Louis-Cyprien Rials parcourt dans le monde entier des territoires abandonnés et des zones de conflit, explorant notre rapport à la violence, au paysage et au temps à travers photographies, vidéos et installations. En raison de la pandémie de COVID-19, le voilà confiné à Belgrade, dans l’attente, comme nous tous, d’une amélioration de la situation : c’est l’occasion d’échanger avec l’artiste français sur cette crise inédite, sur l’avant, le pendant et l’après.
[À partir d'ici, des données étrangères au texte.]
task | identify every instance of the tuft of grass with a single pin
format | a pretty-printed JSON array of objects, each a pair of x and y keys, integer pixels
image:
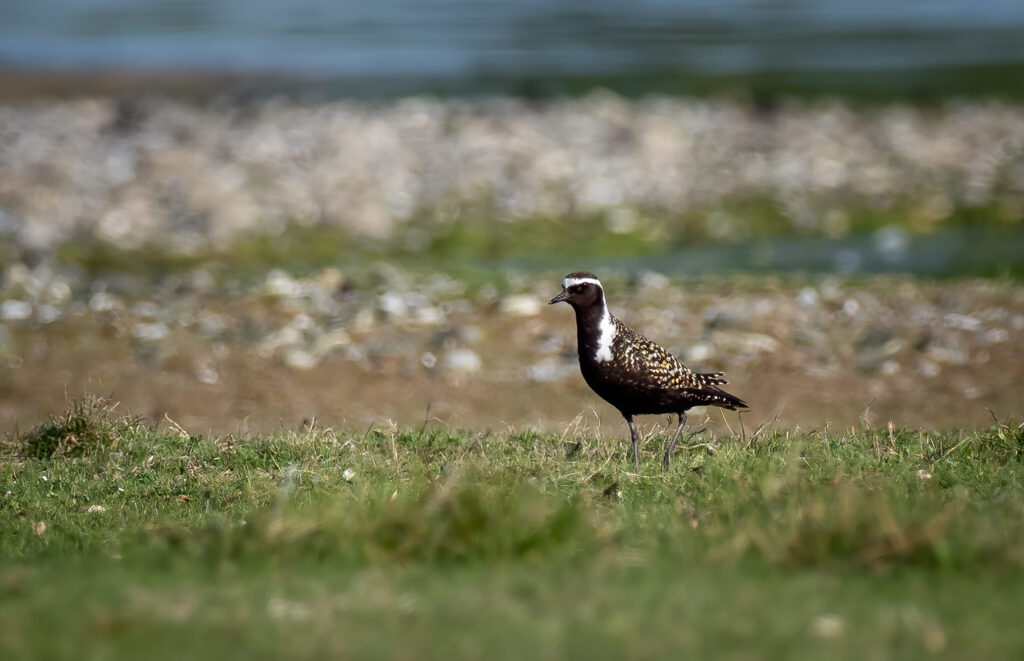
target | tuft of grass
[
  {"x": 443, "y": 543},
  {"x": 89, "y": 425}
]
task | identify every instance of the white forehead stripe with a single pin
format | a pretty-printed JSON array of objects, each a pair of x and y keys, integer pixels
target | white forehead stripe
[{"x": 572, "y": 281}]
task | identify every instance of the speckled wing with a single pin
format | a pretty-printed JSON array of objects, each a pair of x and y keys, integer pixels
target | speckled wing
[{"x": 655, "y": 369}]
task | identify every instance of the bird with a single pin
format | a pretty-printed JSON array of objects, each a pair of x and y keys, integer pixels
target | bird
[{"x": 630, "y": 371}]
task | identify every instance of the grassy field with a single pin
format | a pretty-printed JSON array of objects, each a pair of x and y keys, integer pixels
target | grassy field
[{"x": 121, "y": 540}]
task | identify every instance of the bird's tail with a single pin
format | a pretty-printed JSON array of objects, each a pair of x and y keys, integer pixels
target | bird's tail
[
  {"x": 721, "y": 398},
  {"x": 710, "y": 383}
]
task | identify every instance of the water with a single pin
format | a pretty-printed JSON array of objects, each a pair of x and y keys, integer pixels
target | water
[
  {"x": 951, "y": 253},
  {"x": 463, "y": 38}
]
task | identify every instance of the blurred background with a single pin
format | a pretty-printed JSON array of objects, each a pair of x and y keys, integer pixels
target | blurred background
[{"x": 244, "y": 216}]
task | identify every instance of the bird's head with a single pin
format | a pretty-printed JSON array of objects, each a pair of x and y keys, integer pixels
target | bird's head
[{"x": 580, "y": 290}]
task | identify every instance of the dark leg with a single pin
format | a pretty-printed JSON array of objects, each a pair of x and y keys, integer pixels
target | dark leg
[
  {"x": 675, "y": 439},
  {"x": 633, "y": 437}
]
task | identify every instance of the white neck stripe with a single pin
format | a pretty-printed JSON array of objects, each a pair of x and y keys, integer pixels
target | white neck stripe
[
  {"x": 606, "y": 328},
  {"x": 572, "y": 281}
]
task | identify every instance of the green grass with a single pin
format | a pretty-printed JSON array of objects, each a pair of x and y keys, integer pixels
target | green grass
[{"x": 440, "y": 543}]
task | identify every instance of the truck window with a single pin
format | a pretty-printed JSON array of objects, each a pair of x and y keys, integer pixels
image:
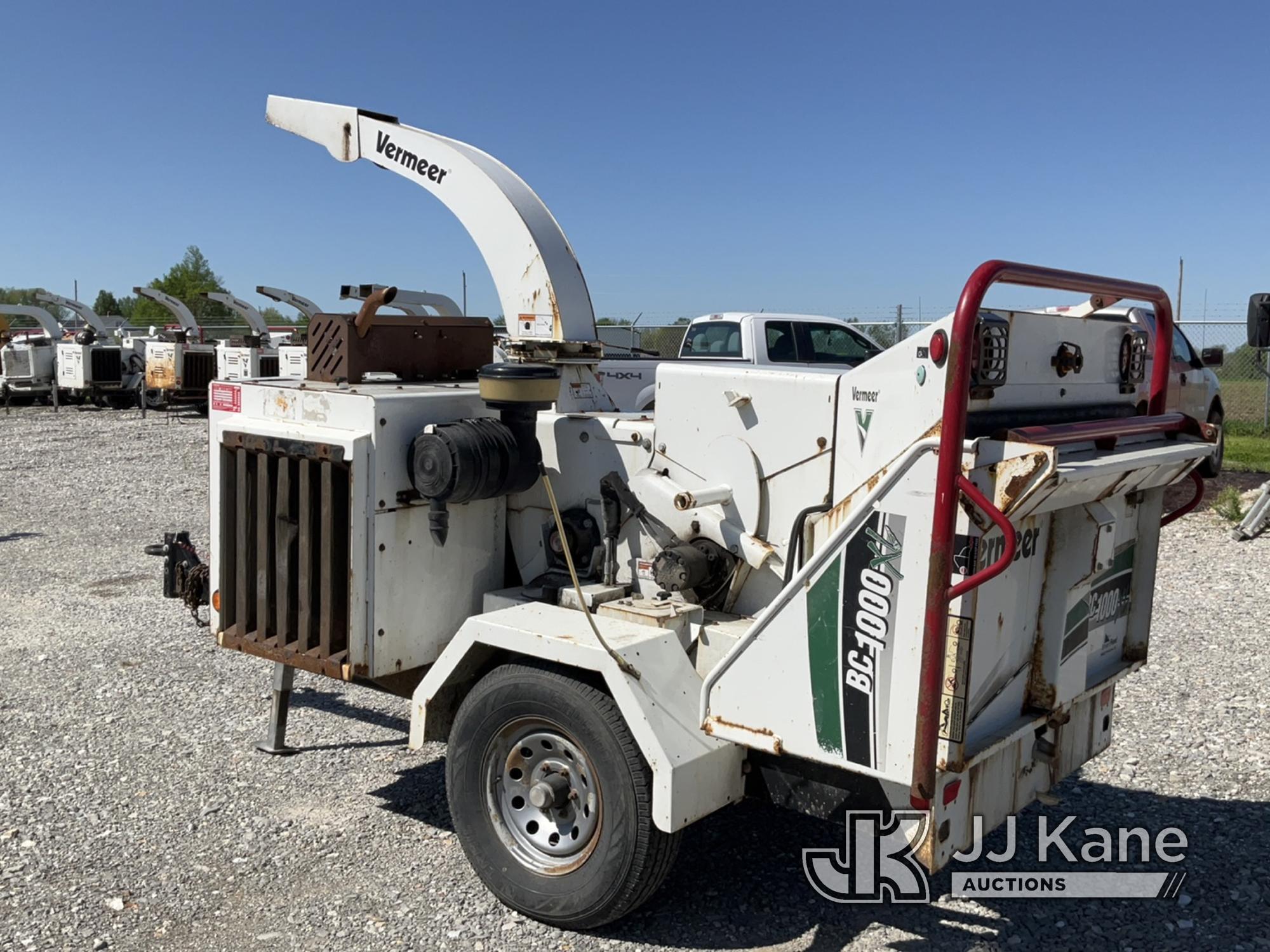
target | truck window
[
  {"x": 713, "y": 340},
  {"x": 832, "y": 343},
  {"x": 780, "y": 342}
]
À l’heure où nos démocraties sont mises à l’épreuve, l’économie mondiale bouleversée et nos libertés individuelles en danger, il répond à nos questions à la croisée de l’art et de la politique.

Tu es en ce moment confiné à Belgrade. En Serbie, les mesures prises pour faire face à la pandémie font partie des plus strictes d’Europe. J’imagine que l’atmosphère est étrange ?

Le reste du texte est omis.